Alors que les années précédentes, dès le début de la campagne, les responsables de cette société, selon M. Yao, ont toujours été les premiers à les approcher pour les modalités de collaboration. « Actuellement, je revendique plus de quatre tonnes de noix de cajou qui sont stockés dans mon entrepôt. Personne n’achète. C’est à croire que les dieux nous ont abandonnés cette année », s’attriste un autre producteur qui a requis l’anonymat.

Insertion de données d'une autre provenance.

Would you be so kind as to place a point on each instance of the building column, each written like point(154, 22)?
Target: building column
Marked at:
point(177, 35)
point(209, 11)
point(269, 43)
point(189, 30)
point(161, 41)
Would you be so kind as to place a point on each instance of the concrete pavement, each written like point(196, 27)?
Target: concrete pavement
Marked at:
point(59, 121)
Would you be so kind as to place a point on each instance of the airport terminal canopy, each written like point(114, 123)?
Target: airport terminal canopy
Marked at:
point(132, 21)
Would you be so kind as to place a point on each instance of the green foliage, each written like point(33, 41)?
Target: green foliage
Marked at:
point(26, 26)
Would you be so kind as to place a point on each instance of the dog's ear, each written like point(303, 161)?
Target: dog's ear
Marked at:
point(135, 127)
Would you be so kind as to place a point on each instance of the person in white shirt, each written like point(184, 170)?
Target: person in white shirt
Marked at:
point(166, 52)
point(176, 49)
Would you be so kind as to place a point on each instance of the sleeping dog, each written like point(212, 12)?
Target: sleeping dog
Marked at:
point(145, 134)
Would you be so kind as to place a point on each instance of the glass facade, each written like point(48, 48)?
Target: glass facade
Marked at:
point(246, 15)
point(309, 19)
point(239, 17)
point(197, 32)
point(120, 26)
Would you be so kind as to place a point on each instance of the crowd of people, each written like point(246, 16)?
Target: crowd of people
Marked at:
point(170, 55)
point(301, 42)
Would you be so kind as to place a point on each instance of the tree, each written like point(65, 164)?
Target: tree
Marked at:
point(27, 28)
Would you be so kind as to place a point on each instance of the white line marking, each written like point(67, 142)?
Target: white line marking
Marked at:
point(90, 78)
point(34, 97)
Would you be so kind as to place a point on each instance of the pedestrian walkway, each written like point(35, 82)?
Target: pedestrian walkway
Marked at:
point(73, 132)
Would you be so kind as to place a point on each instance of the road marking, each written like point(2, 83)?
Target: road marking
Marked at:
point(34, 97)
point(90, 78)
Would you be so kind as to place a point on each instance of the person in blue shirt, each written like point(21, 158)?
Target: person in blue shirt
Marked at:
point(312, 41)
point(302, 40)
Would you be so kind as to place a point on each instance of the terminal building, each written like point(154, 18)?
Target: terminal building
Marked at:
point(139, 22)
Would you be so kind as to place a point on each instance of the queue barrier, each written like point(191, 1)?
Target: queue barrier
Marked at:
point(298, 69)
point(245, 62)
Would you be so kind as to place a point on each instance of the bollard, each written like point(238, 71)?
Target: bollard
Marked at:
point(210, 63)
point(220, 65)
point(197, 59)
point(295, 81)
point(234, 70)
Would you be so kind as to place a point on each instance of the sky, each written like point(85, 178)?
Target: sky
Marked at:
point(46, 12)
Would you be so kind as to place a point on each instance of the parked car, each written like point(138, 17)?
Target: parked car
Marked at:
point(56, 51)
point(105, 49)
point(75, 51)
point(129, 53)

Face à cette situation sans précédent, la question qui taraude l’esprit, est de savoir comment arriver, si rien n’est fait pour inverser la tendance, afin d’honorer les engagements vis-à-vis de la main-d’œuvre voire les charges familiales ?
Les travailleurs réclament leurs dûs alors que les noix de cajou ne sont pas vendues
« Ça nous met face aux manœuvres qui, chaque matin, se pointent pour réclamer leur dû. Malgré l’effort déployé pour leur faire comprendre, on se retrouve dans un dialogue de sourds. En dépit des explications, le lendemain, ils se pointent encore parce que happés également par les réalités sociales », soutient Benjamin Kouman. Et certaines langues d’expliquer que dans un village de la région, un planteur confronté à cette même situation par manque de liquidités, menacé par ses ouvriers, il a fallu un élan de solidarité de la part de ses parents pour éviter le pire. Montrant ainsi la gravité de la situation.
L’autre conséquence à court terme, si les planteurs n’arrivent pas à rémunérer à tant les manœuvres, l’année prochaine, cela peut briser le contrat de confiance instauré depuis et, créer bien évidemment une pénurie de main-d’œuvre. En dehors de ce volet plus ou moins délicat, il faut voir, l’orpaillage clandestin devenu un fléau dans la région, prenant de l’ampleur.
« Aujourd’hui, il est difficile de trouver des ouvriers à cause de l’orpaillage clandestin que beaucoup de jeunes trouvent plus lucratif », souligne Kouman Benjamin. « Pis encore, comment effacer nos ardoises qu’on espérait éponger avec ce prix beaucoup plus rémunérateur que l’année dernière, où, c’était la catastrophe ?», s’interroge Nestor Yao.